Tweaking out on Sugar: Diabetic Ketoacidosis(DKA) vs Hyperglycemic Hyperosmolar Syndrome (HHS)

In this article, we’ll be discussing more about the complications associated with diabetes which I am sure many of you are familiar with; DKA and HHS. This is a follow up to the previous article where I talked about the basics of Diabetes.

Let’s take a look at some of the causes of DKA and HHS. Listed below are the 7 I’s (some literature list up to 8).

  1. Decreased amount of insulin

The rest of the causes listed below deal with increases in insulin demand:

2. Infections (UTI, cellulitis, pneumonia)

3. Intoxication (ETOH, Eric Clapton’s favorite drug cocaine, methamphetamines, etc)

4. Infarction (AMI, Stroke)

5. Inflammation (Cholecystitis and Pancreatitis)

6. Iatrogenic– This where we cause the issue which include wound healing from surgery and giving corticosteroids

7. Infant (Gestational diabetes)

If you are a long time viewer of our site, you know that I have this problem where I like to know WHY things happen and I have a tendency to nerd out a bit. NOTE: The following material may cause flashbacks to the wonderful time of college.

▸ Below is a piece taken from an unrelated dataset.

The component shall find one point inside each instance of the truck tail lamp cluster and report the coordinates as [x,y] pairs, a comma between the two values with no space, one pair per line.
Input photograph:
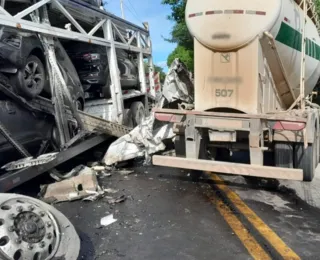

When there is a decreased amount of insulin in our bodies, it can cause some issues.

Insulin allows glucose to enter our cells. When there is a decreased amount of glucose, there will be a decreased amount of ATP production. When there is a decrease in the amount of ATP being produced, the body needs to get energy from our fat cells using a process called lipolysis which breaks down fat into fatty acids. These fatty acids undergo Beta oxidation which creates Acetyl COA. The Acetyl COA enters the Krebs Cycle and is then converted into ATP.

The Krebs Cycle can only handle so much Acetyl COA before it becomes overwhelmed. Therefore, the cells will use the Acetyl COA to create ketone bodies in a process called ketogenesis. As depicted in the picture above, one of the byproducts is acetone which we will discuss the importance of a little later. Now these ketone bodies will enter our blood and based off of their chemical formula, they have a high tendency to release Hydrogen ions. If you know a bit about Chemistry, the release of Hydrogen ions will cause a decrease in pH which will lead to acidosis, or more specifically ketoacidosis. Ketone bodies do a number of things which we will dive into. They can activate a region in the medulla oblongata called the chemo trigger zone to induce nausea and vomiting. They can also increase the anion gap. When patient’s have a high anion gap and acidosis, they have HAGMA (High Anion Gap Metabolic Acidosis). Now back to the hydrogen ions. Increased levels of Hydrogen ions in the extracellular fluid will cause our cells to respond by kicking potassium out of the cells which can lead to hyperkalemia; which will be one of the first killers in your DKA patient. This can cause chest pain, abdominal pain, and muscle weakness.

The increase in Hydrogen ions in our system can also stimulate our peripheral chemoreceptors. These chemoreceptors are like “whoa man! This is a lot of acid, let’s kick it out”. This causes an increase in respirations (Kussmaul respirations) which is meant to exhale CO2 in an effort to preserve the pH. As you can see, acetoacetate can be broken down into acetone which can be sent to our lungs and exhaled giving these patients the “fruity breath”.

The other 6 I’s which deal with an increase insulin demand can cause stress. Probably similar to that felt studying for the GRE.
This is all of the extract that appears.